Сердце Гермионы пустилось в галоп.
Этот змеиный клубок мыслей слишком похож на пять ступеней принятия: отрицание, гнев, торг, депрессия и принятие. Принятие? Так где же оно, почему ничего, связанного с ним, не чувствуется?
Ты уже приняла все.
Она снова поежилась. Ненависть к своему внутреннему собеседнику росла с пониманием его правоты.
Что?
В мыслях Гермиона тут же споткнулась, потеряла равновесие и кубарем покатилась по винтовой лестнице, рискуя сломать себе шею, но звук волнующего голоса заполнял собой все сущее, в нем тонули и страх, и рассудок.
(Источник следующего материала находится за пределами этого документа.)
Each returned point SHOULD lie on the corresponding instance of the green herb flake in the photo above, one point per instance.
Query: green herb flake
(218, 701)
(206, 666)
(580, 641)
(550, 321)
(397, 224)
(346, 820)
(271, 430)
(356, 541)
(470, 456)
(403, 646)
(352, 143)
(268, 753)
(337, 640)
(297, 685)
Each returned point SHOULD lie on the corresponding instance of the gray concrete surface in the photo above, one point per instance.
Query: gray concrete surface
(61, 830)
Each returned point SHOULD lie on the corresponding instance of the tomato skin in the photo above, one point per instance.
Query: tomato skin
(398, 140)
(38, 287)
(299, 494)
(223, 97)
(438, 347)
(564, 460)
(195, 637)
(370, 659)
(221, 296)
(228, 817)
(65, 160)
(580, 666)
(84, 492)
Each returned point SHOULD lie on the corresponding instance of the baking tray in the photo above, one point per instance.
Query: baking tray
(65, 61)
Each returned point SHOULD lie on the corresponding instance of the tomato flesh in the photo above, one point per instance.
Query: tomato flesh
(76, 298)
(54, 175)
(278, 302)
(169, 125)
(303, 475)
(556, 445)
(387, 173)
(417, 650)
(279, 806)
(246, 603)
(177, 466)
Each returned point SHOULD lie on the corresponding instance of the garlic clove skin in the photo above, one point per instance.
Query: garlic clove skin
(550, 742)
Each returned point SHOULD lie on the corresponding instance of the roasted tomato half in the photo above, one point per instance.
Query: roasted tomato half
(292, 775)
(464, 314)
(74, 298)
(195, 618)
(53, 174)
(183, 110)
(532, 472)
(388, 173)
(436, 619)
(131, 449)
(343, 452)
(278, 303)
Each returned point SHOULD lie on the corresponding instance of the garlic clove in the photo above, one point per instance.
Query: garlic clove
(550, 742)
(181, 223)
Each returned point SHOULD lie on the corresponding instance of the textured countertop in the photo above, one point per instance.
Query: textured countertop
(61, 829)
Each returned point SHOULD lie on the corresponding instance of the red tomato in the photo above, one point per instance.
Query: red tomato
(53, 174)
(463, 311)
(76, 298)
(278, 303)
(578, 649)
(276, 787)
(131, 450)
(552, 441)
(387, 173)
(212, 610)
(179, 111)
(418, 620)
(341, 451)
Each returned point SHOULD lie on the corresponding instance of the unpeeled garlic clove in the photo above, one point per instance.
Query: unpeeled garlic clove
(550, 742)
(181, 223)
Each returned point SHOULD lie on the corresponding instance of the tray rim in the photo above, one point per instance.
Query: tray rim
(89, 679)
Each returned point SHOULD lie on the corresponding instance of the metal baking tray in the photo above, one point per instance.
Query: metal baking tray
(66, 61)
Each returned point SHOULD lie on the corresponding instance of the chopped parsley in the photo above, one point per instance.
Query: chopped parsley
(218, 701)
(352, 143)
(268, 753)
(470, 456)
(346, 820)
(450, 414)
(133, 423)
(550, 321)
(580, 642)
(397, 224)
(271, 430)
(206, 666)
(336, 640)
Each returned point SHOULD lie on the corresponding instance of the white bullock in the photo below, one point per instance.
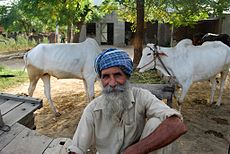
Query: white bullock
(188, 64)
(63, 61)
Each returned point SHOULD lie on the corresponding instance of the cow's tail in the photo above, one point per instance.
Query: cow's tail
(25, 61)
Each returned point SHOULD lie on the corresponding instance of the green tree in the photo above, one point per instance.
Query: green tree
(176, 12)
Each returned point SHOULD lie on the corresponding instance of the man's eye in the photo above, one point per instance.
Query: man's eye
(117, 74)
(104, 76)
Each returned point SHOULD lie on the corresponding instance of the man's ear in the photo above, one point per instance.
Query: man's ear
(161, 53)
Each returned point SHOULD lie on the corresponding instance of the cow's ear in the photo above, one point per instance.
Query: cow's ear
(161, 53)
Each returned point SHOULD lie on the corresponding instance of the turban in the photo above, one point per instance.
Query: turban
(113, 58)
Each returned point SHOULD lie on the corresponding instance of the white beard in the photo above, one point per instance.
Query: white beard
(116, 102)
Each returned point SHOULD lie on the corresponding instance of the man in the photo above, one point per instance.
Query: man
(123, 119)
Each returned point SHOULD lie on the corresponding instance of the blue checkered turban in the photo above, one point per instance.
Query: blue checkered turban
(113, 58)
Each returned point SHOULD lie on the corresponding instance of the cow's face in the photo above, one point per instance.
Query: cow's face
(147, 60)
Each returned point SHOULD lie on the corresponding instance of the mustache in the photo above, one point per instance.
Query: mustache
(118, 88)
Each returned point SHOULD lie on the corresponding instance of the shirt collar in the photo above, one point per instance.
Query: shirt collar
(101, 103)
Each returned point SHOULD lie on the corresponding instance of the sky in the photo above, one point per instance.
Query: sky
(5, 2)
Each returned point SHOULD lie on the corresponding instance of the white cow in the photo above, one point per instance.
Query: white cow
(188, 64)
(63, 61)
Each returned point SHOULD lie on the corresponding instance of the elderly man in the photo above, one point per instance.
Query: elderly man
(124, 119)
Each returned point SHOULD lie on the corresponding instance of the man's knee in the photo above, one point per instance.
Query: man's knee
(150, 126)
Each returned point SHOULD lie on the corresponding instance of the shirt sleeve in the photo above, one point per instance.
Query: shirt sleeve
(84, 135)
(156, 108)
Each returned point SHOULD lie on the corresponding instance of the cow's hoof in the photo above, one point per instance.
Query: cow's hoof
(57, 114)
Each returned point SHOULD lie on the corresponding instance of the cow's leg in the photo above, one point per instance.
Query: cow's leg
(46, 81)
(223, 79)
(213, 88)
(34, 76)
(184, 91)
(32, 86)
(89, 88)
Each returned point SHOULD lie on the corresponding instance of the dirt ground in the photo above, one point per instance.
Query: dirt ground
(207, 125)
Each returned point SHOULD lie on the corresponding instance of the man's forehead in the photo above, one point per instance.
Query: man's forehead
(111, 70)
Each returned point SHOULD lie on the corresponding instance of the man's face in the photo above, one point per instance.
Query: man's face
(113, 76)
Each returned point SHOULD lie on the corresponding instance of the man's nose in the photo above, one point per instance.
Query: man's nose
(112, 82)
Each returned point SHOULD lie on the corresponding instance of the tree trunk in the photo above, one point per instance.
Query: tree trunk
(69, 33)
(139, 35)
(76, 35)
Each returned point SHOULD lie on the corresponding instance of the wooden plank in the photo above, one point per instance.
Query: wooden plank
(18, 113)
(2, 100)
(8, 106)
(27, 142)
(7, 137)
(58, 145)
(20, 98)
Сердце Драко пустилось в галоп.
Дьявол.
Орехово-карие волны утаскивали Драко на дно, связывали якорными цепями, опутывали сознание, топили, приваривали к себе холодной сваркой, разрубали на мелкие кусочки, сжигали, возрождали из пепла, грызли, обгладывали, резали, уничтожали…
Жидкий янтарь — ее глаза.
Глаза… Банально? Пошли нахуй. В ее глазах целая Вселенная.
Чёртова кобра — оставила на его губах яд, и теперь Драко постепенно умирает под его действием.
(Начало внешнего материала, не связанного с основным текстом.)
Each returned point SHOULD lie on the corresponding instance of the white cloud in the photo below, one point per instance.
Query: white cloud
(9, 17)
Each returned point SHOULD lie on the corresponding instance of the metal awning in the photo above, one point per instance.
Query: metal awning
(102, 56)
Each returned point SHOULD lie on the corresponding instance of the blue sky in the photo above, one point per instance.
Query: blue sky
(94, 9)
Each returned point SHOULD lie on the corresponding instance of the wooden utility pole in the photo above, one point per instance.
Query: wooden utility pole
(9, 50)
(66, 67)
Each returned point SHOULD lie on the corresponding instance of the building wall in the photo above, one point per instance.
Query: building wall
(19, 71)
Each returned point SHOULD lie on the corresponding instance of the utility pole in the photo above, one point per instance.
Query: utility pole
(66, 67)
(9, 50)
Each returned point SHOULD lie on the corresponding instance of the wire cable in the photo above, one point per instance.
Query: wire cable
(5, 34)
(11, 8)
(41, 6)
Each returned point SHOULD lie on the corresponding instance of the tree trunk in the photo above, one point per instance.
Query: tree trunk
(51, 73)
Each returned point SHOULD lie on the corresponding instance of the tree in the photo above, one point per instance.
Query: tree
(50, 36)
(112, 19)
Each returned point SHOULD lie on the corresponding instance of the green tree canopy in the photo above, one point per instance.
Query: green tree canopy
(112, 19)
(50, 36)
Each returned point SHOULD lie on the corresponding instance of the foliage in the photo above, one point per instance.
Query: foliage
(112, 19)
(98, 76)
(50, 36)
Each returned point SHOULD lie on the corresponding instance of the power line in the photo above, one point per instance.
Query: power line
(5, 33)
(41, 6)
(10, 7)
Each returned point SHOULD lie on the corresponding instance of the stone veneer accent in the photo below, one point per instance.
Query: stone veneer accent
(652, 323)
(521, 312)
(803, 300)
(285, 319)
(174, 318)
Он кинул окурок на пол, придавив его черным каблуком. Хотел убежать, пройти сквозь стены, провалиться сквозь землю, но не оказаться в таком положении, однако, рыпаться было поздно: он чувствовал обжигающий трепет. То самое тепло. Бежать некуда.
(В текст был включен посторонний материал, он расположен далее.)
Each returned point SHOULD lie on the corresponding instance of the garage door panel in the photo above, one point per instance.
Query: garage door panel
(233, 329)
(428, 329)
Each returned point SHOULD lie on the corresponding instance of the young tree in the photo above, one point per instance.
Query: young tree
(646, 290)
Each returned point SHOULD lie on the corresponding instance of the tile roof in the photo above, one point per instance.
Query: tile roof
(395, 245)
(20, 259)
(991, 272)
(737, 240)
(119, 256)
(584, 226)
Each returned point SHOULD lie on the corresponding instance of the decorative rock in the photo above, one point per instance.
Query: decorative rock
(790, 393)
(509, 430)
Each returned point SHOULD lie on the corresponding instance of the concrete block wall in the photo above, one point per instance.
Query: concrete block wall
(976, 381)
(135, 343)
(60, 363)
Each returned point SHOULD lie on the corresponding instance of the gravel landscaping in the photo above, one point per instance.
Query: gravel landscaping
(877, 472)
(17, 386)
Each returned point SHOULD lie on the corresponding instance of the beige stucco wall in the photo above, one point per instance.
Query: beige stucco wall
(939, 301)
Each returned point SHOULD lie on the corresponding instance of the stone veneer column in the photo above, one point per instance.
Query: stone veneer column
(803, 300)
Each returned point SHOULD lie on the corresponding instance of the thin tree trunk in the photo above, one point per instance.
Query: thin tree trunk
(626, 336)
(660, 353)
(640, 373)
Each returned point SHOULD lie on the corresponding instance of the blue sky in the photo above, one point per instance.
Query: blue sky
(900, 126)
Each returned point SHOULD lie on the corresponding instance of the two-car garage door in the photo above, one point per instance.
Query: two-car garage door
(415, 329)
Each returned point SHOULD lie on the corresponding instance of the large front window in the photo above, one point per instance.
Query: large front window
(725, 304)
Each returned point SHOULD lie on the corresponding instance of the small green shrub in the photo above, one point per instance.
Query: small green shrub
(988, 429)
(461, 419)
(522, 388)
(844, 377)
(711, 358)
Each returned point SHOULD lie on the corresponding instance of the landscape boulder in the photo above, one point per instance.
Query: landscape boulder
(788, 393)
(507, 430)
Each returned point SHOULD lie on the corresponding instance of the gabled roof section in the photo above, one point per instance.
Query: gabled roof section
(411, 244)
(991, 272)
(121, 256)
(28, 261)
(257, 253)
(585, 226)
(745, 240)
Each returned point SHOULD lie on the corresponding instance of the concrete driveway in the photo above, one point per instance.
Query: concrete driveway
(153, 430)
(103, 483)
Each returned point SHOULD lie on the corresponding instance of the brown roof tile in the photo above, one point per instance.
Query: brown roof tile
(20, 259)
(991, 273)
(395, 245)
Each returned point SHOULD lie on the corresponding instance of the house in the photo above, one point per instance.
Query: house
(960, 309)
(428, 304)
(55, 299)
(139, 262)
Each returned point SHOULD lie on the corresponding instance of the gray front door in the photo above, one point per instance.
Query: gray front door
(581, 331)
Малфой поднял подбородок, томно выдохнул, пронзая тем самым эту сладкую тишину и медленно поднялся. Она поднялась следом.
Гермиона Грейнджер.
Они оба стояли, молча глядя друг на друга, будто бы без пяти минут мертвы.
Без сна и без ума друг от друга.
Драко рассматривал гриффиндорку так бесстыдно, так гордо и с болью во взгляде.
— Что? — тихо спросила она. Было видно, что тело ее подводит.
— Глупо поддаваться буре, — и он поддался.
Приблизился вплотную, ловя каждое движение Грейнджер, каждый ее взгляд, каждый вдох и выдох; ловя ее узкую талию в объятия крепких рук, притягивая еще ближе, упиваясь спелой вишней, зарываясь в непокорные медовые кудри, втягивая в себя всю ее сладость, весь ропот и восторженно упиваясь всей ее нежностью.
Их начинили взрывчаткой, тротилом и уймой фейерверков, а потом неожиданно подожгли, и красочное безумие вырвалось на свободу с грохотом и вспышками.
— Мы пожалеем, Малфой, — прерывисто отозвалась Гермиона, когда расстояние между ними сократилось стократ.
Ее знобило от недостатка сна и шатало от усталости, кружило от запаха сигарет, туманом которых был окутан этот непохожий на другие день.
Она была готова взять и послать все нормы морали, наплевать на нравственность, продать душу за еще одно прикосновение. Она почти что благословила проклятье, которое одарило ее возможностью гореть его ментоловым дыханием. Да, черт возьми, она горела. Горела и сгорала.
— Я — нет, — прошипел Драко, перемещая руки на влекущие бедра, сжимая их, обводя дрожащими ледяными пальцами, ощущая их жар сквозь шерстяную ткань юбки. — Мы всегда сможем оправдать это действием проклятья, Грейнджер.
Что оно с ними творило? Гермиона полыхала тягой, безумным магическим влечением, так долго испытывающим их на прочность.
И ей наконец-то хватило смелости поддаться своему внутреннему пожару. Томные губы, влекущие ее столь долгое время, были все ближе. Она ласково и мягко, почти что неловко коснулась его взъерошенных волос, кипящих платиной, и закрутила локон, поглаживая.
Еще мгновение…
Его пожирала страсть и отчаяние. Что он делал?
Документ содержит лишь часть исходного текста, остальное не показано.